For loading file I use pollEnrich and consumer endpoint of AWS2-S3 component.
Application uses
- Spring Boot 2.4.6
- Apache Camel 3.10.0
- Java 11
Route
from("direct:loadFile")
.routeId("LoadFileRoute")
.pollEnrich()
.method(amazonS3Service, "generateConsumerEndpointUrlForLoadingFile")
.timeout(60000L)
.cacheSize(-1)
.threads().executorService(pollEnrichThreadPool)
.end().id("loadFile");
Endpoint creation
public EndpointConsumerBuilder generateConsumerEndpointUrlForLoadingFile(
@ExchangeProperty(BUCKET) String bucket,
@ExchangeProperty(FILEPATH) String filepath) {
return aws2S3(bucket)
.fileName(filepath)
.deleteAfterRead(false)
.includeBody(true)
.amazonS3Client(amazonS3Client)
.scheduledExecutorService(s3EndpointThreadPool)
.advanced()
.autocloseBody(false);
}
Additionaly I've created 2 different thread pools to check different cases:
@Bean("S3EndpointThreadPool")
public ScheduledExecutorService scheduledExecutorService(CamelContext context) throws Exception {
return context.getExecutorServiceManager()
.newScheduledThreadPool(this, "S3EndpointThreadPool1", 10);
}
@Bean("PollEnrichThreadPool")
public ExecutorService executorService(CamelContext context) throws Exception {
return new ThreadPoolBuilder(context)
.poolSize(10)
.maxPoolSize(10)
.maxQueueSize(Integer.MAX_VALUE)
.build("PollEnrichThreadPool2");
}
Cases that I've tried but they did not affect memory usage in any kind:
- Endpoint without explicitly specified
includeBody
andautocloseBody
params (default values). - Endpoint with
includeBody = true
andautocloseBody = false
- Endpoint with
includeBody = false
andautocloseBody = true
- Endpoint. Add ScheduledExecutorService -
.scheduledExecutorService(s3EndpointThreadPool)
(10 threads) - PollEnrich EIP. Set thread pool PollEnrichThreadPool -
.threads().executorService(pollEnrichThreadPool)

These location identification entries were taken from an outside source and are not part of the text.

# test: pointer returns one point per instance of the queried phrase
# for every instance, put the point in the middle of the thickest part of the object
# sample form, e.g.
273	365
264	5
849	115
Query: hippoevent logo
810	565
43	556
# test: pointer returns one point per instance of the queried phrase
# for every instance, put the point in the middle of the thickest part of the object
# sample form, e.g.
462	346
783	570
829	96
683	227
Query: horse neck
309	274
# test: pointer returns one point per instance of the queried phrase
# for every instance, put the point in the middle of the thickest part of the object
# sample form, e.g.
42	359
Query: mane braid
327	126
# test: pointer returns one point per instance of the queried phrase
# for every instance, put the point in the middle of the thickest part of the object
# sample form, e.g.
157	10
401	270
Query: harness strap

(10 threads) - PollEnrich EIP. Disable caching for URI producers/consumers (
.cacheSize(-1)
) pollEnrich uses dynamic URI for loading files. Basically all URIs are unique and as a main scenario one file ususally read only once.
What am I missing here? Do you have any ideas how to solve these issues?